Financial Planning for Law Students and Lawyers: An Interview with Tracy Shackelford from Northwestern Mutual
By Julie Silverbrook • March 12, 2014•Careers, Other Career Issues
The average law school graduate will begin his or her career with more than $100,000 in debt, and, yet, many of us leave law school without thinking much about short- or long-term financial planning.
Last week, I sat down with Tracy Shackelford from Northwestern Mutual to discuss the importance of financial planning for law students and lawyers.
Tracy, tell me a bit about yourself and your work with Northwestern Mutual.
My name is Tracy Shackelford and I have been associated with Northwestern Mutual, first as a client when I moved back from Europe to the States with my family, and as a financial representative since 2010. The work I do helps my clients develop a comprehensive financial plan that serves as a road map that guides them towards their goals at various phases of their lives. Through a distinct financial planning process, we get to know our clients, and their hopes and dreams, as well as fears, to help them reach their long-term goals.
Let's start with a big picture question: what is financial planning and why is it important, particularly for women?
To me, financial planning is a process which includes addressing the risks that could face us (that of a premature death, losing our most valuable asset due to an illness or disability, or needing long term care), saving for financial goals using a variety of potential “buckets” and living the retirement we choose.
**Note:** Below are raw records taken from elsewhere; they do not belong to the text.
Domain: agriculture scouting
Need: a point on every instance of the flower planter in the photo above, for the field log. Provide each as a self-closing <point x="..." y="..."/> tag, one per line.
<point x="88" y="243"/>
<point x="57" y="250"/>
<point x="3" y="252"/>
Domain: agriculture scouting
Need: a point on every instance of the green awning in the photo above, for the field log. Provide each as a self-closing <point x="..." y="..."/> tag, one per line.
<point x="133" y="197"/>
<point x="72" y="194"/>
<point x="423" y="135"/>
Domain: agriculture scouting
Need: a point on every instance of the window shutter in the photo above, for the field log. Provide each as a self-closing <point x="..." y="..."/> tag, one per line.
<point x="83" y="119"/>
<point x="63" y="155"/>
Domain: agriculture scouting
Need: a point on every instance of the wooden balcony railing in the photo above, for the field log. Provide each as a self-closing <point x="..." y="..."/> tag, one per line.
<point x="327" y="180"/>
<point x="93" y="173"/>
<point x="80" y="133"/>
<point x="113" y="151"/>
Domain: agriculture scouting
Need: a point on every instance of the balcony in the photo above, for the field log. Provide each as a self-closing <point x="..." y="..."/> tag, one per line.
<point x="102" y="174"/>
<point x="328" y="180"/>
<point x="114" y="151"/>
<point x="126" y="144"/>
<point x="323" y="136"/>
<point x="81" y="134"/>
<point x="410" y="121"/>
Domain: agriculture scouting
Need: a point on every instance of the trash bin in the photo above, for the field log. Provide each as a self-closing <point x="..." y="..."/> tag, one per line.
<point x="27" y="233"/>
At its close, a financial planning process helps us clarify the type of legacy we want to leave, and with whom.
Making a plan and working toward your goals gives you control over your destiny. A woman with a plan and discipline can achieve great things be it planning for a strong financial future or making career moves and other choices for her family.
Many Americans are financially unprepared to live long lives. According to the Centers for Disease Control (CDC), average life expectancy in the U.S. has increased to 78.2 years (75.7 for men and 80.6 for women). That means, on average, an American woman will live almost five years longer than their male counterparts. That means a woman may need her financial plan to last at least five years longer than a man’s. That’s why it’s so important for women to start planning for the long-term as early as possible.
When should a lawyer or law student begin thinking about financial planning and implementing a financial plan?
Law school students should start thinking about financial planning when they begin taking loans to pay for law school. The sooner they realize how the interest on those loans will be calculated, and how they might minimize the loans they take, the better off they will be after graduation. As soon as a young attorney gets their first job, I believe they need to start planning for their future. A financial expert can help them address debt, explain the need for an emergency fund, help them address risks like disability, health care and taxes, and help ensure they are saving for the long-term in vehicles that align best to their goals.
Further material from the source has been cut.